Sketching Out the Vision for a Competency-Based Policy Platform

CompetencyWorks Blog

Author(s): Chris Sturgis

Issue(s): State Policy, Create Enabling Conditions for Competency-Based Education


It’s hard, really hard, to imagine different worlds. Sure, science fiction writers and film directors must have a blast creating new worlds that inspire us, frighten us, or both. Being able to imagine a world where the education system consistently produces engaged, motivated students who are excited about their futures and graduating with a basket of knowledge and tools that open up doors to the world they want to live in requires a mix of creativity and analysis. Harder yet is imagining what the policy would need to be for this world that we are just beginning to build district by district, school by school.

The team of people involved with shaping the ideas and writing the paper Fit for Purpose: Taking the Long View on Systems Change and Policy to Support Competency Education are doing just that. They are sketching out for all of us what the policies are going to need to look like and what they are going to need to do in order to support personalized, competency-based systems.

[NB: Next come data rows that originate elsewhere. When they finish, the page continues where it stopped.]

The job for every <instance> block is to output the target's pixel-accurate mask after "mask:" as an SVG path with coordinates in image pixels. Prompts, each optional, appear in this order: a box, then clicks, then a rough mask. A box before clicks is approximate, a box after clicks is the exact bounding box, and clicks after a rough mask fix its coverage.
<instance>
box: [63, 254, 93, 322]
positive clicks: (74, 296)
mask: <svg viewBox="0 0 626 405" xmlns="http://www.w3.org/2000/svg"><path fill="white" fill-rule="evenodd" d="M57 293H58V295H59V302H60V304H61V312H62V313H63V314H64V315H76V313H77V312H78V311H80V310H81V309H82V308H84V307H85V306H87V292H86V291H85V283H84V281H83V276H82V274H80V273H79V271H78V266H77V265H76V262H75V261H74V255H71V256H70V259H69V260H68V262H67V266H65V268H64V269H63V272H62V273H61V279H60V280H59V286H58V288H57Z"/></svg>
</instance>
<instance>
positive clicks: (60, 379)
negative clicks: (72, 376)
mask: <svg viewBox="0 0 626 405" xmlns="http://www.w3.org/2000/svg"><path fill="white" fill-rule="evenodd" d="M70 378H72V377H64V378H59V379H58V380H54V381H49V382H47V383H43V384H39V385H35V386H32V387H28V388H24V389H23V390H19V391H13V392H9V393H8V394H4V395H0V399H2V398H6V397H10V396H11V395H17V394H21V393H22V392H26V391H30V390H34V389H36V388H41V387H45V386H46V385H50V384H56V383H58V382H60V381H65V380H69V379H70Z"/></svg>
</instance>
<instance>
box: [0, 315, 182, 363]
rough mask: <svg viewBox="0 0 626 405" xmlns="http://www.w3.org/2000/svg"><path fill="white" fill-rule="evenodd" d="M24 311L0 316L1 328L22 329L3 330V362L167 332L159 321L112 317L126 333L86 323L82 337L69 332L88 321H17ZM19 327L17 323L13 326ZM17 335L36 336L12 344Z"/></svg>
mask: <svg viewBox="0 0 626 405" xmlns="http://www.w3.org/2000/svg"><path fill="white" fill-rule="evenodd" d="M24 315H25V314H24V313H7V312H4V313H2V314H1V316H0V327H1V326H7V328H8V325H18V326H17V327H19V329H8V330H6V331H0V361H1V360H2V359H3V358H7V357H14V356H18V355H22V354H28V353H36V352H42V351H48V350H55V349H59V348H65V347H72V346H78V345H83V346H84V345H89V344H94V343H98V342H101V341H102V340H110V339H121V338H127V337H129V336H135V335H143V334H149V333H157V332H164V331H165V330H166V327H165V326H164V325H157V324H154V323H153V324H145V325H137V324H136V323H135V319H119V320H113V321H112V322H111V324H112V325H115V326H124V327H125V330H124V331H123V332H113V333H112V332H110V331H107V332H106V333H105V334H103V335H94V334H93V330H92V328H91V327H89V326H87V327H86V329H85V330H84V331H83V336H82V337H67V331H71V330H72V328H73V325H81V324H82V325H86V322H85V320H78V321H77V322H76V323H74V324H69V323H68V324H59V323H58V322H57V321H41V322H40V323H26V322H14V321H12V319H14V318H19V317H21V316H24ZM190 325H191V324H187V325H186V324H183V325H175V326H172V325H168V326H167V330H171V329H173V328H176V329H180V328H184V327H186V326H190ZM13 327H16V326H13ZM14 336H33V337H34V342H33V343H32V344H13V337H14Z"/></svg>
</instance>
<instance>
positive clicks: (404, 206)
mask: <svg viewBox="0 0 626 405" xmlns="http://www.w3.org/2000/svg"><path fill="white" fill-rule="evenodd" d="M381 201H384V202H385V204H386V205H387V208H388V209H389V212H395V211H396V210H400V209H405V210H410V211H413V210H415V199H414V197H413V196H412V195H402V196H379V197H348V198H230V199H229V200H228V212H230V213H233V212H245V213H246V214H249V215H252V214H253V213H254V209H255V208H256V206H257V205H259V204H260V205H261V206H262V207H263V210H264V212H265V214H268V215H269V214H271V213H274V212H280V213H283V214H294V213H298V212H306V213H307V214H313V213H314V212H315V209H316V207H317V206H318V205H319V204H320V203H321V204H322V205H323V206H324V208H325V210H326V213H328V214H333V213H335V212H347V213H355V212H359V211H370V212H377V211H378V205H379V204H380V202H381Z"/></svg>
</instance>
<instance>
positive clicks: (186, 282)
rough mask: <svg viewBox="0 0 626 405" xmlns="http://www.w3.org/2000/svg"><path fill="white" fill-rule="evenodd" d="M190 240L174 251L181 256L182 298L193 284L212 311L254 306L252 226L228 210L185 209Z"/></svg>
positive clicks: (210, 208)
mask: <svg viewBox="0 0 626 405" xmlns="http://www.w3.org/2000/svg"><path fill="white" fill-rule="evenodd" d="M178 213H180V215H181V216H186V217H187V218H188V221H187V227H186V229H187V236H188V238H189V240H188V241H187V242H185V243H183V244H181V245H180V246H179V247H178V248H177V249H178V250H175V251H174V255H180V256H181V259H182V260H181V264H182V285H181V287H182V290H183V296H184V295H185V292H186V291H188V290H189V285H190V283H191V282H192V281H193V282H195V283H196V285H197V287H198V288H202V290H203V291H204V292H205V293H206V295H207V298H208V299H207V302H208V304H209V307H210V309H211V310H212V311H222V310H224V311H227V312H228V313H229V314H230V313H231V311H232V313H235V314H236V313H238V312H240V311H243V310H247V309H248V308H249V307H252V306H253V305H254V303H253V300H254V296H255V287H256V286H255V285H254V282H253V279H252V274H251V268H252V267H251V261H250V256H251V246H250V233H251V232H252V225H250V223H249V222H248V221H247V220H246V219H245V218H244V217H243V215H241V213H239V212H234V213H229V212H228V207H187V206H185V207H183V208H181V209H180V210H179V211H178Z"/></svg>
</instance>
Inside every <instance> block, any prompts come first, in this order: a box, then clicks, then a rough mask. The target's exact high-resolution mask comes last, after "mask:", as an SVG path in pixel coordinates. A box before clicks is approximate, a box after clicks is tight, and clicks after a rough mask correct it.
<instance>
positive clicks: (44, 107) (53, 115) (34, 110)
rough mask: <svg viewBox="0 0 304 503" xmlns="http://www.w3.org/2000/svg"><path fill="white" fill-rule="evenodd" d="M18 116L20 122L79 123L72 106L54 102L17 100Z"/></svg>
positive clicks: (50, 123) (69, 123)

If you remember, iNACOL/CompetencyWorks used a participatory process, referred to as the Technical Advisory Group, to develop draft papers before the National Summit on K-12 Competency-Based Education. At the Summit, we collected feedback from the participants in order to fine-tune the ideas. Today, the final version Fit for Purpose: Taking the Long View on Systems Change and Policy to Support Competency Education is being released.

There is a lot in the paper to chew on. Personally, I find the concept of threshold concepts really helpful. They are “core concepts, that once understood, are needed to transform a given subject.” In other words, they require time to learn about, a process to analyze not only what it means for the future but what it means for how the traditional system operates, and a set of colleagues to engage in a dialogue about the implications and what it can mean for each of our own work.

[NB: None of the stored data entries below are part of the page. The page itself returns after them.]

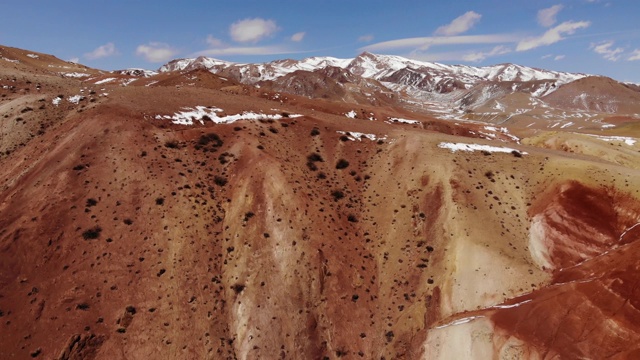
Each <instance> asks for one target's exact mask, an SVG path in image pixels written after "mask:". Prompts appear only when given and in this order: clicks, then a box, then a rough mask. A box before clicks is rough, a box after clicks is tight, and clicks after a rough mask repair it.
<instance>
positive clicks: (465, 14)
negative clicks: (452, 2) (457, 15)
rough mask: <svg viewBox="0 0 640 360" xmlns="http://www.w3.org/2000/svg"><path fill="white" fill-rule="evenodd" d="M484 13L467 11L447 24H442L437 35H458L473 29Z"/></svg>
mask: <svg viewBox="0 0 640 360" xmlns="http://www.w3.org/2000/svg"><path fill="white" fill-rule="evenodd" d="M481 17H482V15H480V14H478V13H477V12H475V11H467V12H466V13H464V14H463V15H461V16H459V17H457V18H455V19H454V20H453V21H452V22H451V23H449V24H447V25H443V26H440V27H439V28H438V29H437V30H436V35H445V36H451V35H458V34H462V33H464V32H467V31H468V30H469V29H471V28H472V27H473V26H474V25H475V24H476V23H477V22H478V21H480V18H481Z"/></svg>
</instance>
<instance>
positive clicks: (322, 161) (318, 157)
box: [307, 153, 324, 162]
mask: <svg viewBox="0 0 640 360" xmlns="http://www.w3.org/2000/svg"><path fill="white" fill-rule="evenodd" d="M307 160H308V161H310V162H323V161H324V159H323V158H322V156H320V154H318V153H313V154H310V155H309V156H307Z"/></svg>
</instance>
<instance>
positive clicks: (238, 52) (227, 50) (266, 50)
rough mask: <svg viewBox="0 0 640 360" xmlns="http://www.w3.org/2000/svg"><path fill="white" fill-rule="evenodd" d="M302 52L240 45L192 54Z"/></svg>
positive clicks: (232, 54)
mask: <svg viewBox="0 0 640 360" xmlns="http://www.w3.org/2000/svg"><path fill="white" fill-rule="evenodd" d="M302 52H303V51H295V50H291V49H289V48H287V47H284V46H246V47H242V46H238V47H222V48H217V49H207V50H203V51H199V52H197V53H195V54H192V56H231V55H281V54H294V53H302Z"/></svg>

The paper outlines four threshold concepts:

  1. Certifying learning;
  2. Assessment literacy;
  3. Pedagogical innovations based on learning sciences; and
  4. Meeting students where they are.

I’ve spent a lot of time on the last one and a final version of that paper is forthcoming. Certainly, with CZI investments, we are all going to be talking about and learning about the learning sciences. Thus, I find myself spending much more time thinking about what it means to certify learning. What would it mean for a district to tell a student and a parent that they have fully demonstrated mastery of level seven regardless of the age of the student? What would it take for us to have consistency across the inner city, inner suburbs, and outer suburbs in what it means to master level seven math?

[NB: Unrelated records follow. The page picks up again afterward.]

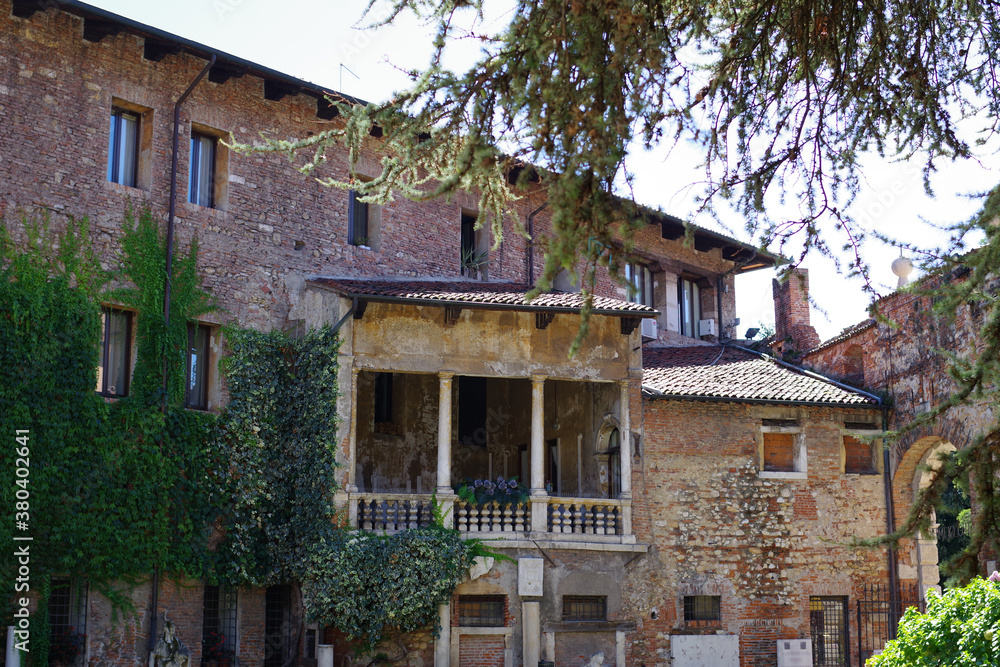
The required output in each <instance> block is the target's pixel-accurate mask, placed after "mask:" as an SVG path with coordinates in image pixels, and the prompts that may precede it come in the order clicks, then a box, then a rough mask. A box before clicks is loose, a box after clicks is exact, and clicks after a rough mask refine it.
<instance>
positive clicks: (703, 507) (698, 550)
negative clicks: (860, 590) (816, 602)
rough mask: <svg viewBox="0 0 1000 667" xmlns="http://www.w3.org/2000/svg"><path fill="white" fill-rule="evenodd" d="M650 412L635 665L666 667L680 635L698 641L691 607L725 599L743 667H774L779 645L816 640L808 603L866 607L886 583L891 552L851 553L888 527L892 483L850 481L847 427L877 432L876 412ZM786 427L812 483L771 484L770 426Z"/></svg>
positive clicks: (636, 474)
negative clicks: (885, 490) (864, 427)
mask: <svg viewBox="0 0 1000 667" xmlns="http://www.w3.org/2000/svg"><path fill="white" fill-rule="evenodd" d="M643 407H644V410H643V421H644V424H643V425H644V432H645V439H646V443H645V447H644V451H645V456H644V458H643V459H642V465H641V468H640V469H639V470H637V472H636V475H637V481H636V484H637V486H640V487H641V488H642V489H643V490H644V493H643V494H642V497H641V498H639V499H638V500H637V502H636V504H635V505H634V506H633V511H634V516H635V526H636V531H637V536H638V540H639V542H640V543H643V542H645V543H648V544H650V545H651V546H652V548H651V551H650V554H649V556H648V557H647V558H646V559H645V560H643V561H642V562H641V564H639V565H638V566H637V567H636V568H635V569H634V570H633V571H631V572H630V577H629V579H628V582H627V584H626V588H627V589H628V590H630V591H632V594H631V595H630V605H632V609H630V611H631V613H632V615H633V616H636V617H639V618H641V619H643V620H642V623H641V628H640V632H639V633H638V637H637V639H636V641H635V645H636V651H637V653H636V655H637V661H646V662H647V664H650V663H653V664H664V663H665V662H666V660H667V658H668V656H669V655H670V636H671V635H672V634H698V632H700V631H699V630H692V629H690V628H686V627H685V624H684V622H683V597H684V596H685V595H699V594H704V595H720V596H721V603H722V619H723V620H722V630H723V632H725V633H730V634H738V635H740V642H741V665H744V666H748V665H772V666H773V665H774V661H775V643H774V642H775V640H776V639H779V638H796V637H809V634H810V629H809V604H808V603H809V596H811V595H838V596H848V597H849V600H850V601H854V600H856V599H857V595H858V588H859V586H860V585H861V584H863V583H872V582H878V581H883V580H884V579H885V577H886V576H887V575H886V571H887V570H886V557H885V553H884V551H882V550H866V549H851V548H850V547H848V546H847V543H848V542H849V541H850V540H851V539H853V538H854V537H874V536H875V535H878V534H881V533H882V532H883V531H884V528H885V509H884V505H885V501H884V495H883V490H882V478H881V476H880V475H846V474H844V473H843V472H842V469H843V468H842V458H841V447H842V443H841V434H842V424H843V422H844V421H851V420H858V421H867V420H870V419H871V417H872V415H871V414H870V413H871V411H833V410H829V409H825V408H778V407H767V406H749V405H739V404H734V403H700V402H678V401H664V400H645V401H644V402H643ZM788 416H796V417H797V418H798V420H799V422H800V424H801V426H802V428H803V433H804V442H805V444H806V447H807V458H808V470H807V474H808V477H807V479H804V480H799V479H762V478H760V477H759V474H758V433H759V428H760V424H761V419H763V418H768V419H771V418H782V417H784V418H787V417H788ZM852 622H853V621H852ZM855 630H856V628H855V629H852V630H851V632H852V634H851V636H852V637H856V636H857V635H856V634H854V632H855ZM711 631H712V632H715V629H712V630H711ZM854 660H855V661H856V658H854Z"/></svg>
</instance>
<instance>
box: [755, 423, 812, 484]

In terms of assessment literacy, there are some huge shifts going on in how we think about assessment. For example, it’s much more powerful to think about it as a process than an event. Assessment doesn’t have to be something a teacher does to or for a student. If what it means to demonstrate mastery is transparent, students can be pulling together examples of their work to demonstrate that they have really learned the knowledge and skills.

Of course, talking about a future system or a new set of policies is much easier than actually building that new school, changing the system, or building the public will for a new policy. We need to make sure that we stay informed by what educators at the school, district, and state levels are learning so that we create meaningful, sustainable policies that make it easier for them to help our students learn.